Если ты специалист неважный, то, как только электромашинка загудит, овечка у тебя рвется, бьется под руками, ты вынужден ее вязать. А самый высокий класс — это когда стрижешь и не вяжешь. К таким принадлежит он, Горпищенко. Замордованный такой работой, выйдешь из кошары, и даже пошатывает тебя… чабанский «вальс» невольно танцуешь… Зато каково весной, когда степь тюльпанами цветет, а ты выведешь отару на простор, стоишь возле ягнят, а ветер струится, овевает тебя, поет в травах. Разве эта работа не может сделать человека счастливым? Герлыга? Ну и что же? Колодец этот — мое богатство, степь — моя светлица. Такова моя жизнь на этой планете! Пускай другой живет иначе, а я так ее проживу!

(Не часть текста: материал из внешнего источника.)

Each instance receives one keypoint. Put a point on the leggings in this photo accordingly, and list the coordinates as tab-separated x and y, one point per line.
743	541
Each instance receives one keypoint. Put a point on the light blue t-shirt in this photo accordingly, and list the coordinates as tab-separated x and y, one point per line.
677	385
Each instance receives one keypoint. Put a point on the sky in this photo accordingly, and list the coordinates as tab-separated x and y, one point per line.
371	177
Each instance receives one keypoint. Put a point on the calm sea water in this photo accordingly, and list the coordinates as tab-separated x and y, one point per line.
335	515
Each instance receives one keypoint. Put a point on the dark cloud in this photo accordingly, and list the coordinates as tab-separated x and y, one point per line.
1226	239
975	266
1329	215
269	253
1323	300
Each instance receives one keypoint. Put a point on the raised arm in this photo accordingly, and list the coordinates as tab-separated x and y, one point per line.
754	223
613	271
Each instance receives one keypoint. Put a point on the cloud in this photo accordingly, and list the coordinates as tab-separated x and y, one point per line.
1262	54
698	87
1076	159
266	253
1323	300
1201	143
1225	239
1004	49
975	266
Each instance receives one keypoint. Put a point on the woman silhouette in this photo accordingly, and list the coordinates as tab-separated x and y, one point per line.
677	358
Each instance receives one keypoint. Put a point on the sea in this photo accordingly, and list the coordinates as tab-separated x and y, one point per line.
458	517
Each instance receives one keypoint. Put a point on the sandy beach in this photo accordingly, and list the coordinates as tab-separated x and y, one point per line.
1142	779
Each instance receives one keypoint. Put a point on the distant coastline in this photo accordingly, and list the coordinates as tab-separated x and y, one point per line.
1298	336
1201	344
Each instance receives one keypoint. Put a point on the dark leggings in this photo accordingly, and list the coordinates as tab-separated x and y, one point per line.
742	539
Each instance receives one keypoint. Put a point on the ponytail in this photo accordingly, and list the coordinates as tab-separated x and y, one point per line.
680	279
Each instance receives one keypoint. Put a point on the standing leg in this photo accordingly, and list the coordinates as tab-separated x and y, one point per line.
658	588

— Ну как, Михаил? Будешь чабаном?

Мальчонка пятится от Горпищенко.

— Я летчиком буду… Как Петро ваш…

— Ага! — хихикает Корней. — Под стол пешком ходит, а уже и оно разобралось, где сливки, а где снятое молоко.

— Зачем же тебе летчиком? — допытывается Горпищенко. — Куда ты летать хочешь?

— На Луну.

— О! Ты что там забыл?

— Не знаю.

— А очень хочешь?

— Очень!

И малыш, считая разговор исчерпанным, пускается наутек к своему гусаку.

— Летать, всем летать, — размышляет вслух Горпищенко. — Само не знает, чего ему нужно на той Луне, а уже замахнулось… Уже что-то его тянет туда, куда-то оно порывается…

— Меньше б порывались, легче б жилось на свете, — бубнит Корней. — Для школьников и студентов — все эти порывы, пока узнают почем фунт лиха да поумнеют… Покой, достаток, тишина — вот что человеку нужно! Сколько живу — то одно, то другое людей баламутит. Хочу быть уверенным, что ночью никто не постучит и не прикажет собираться… Одних только исполнителей сколько за жизнь перебывало под моими окнами, перед сколькими начальниками Корней навытяжку стоял… Тот тебя учит, тот приказывает, тот повестку вручает… А вы мне покой дайте. Ничего не прошу, вы пришли на свет, чтобы пожить, и я пришел пожить, так не трогайте меня. Дело делаю, профсоюзные плачу, а что я думаю… какое кому дело? Может, моя чабанская радость — это просто вон такой тополь, а под тополем стол, а на столе бутылка… Холодок, тень, и я там после работы сижу, пью свою честно заработанную рюмку…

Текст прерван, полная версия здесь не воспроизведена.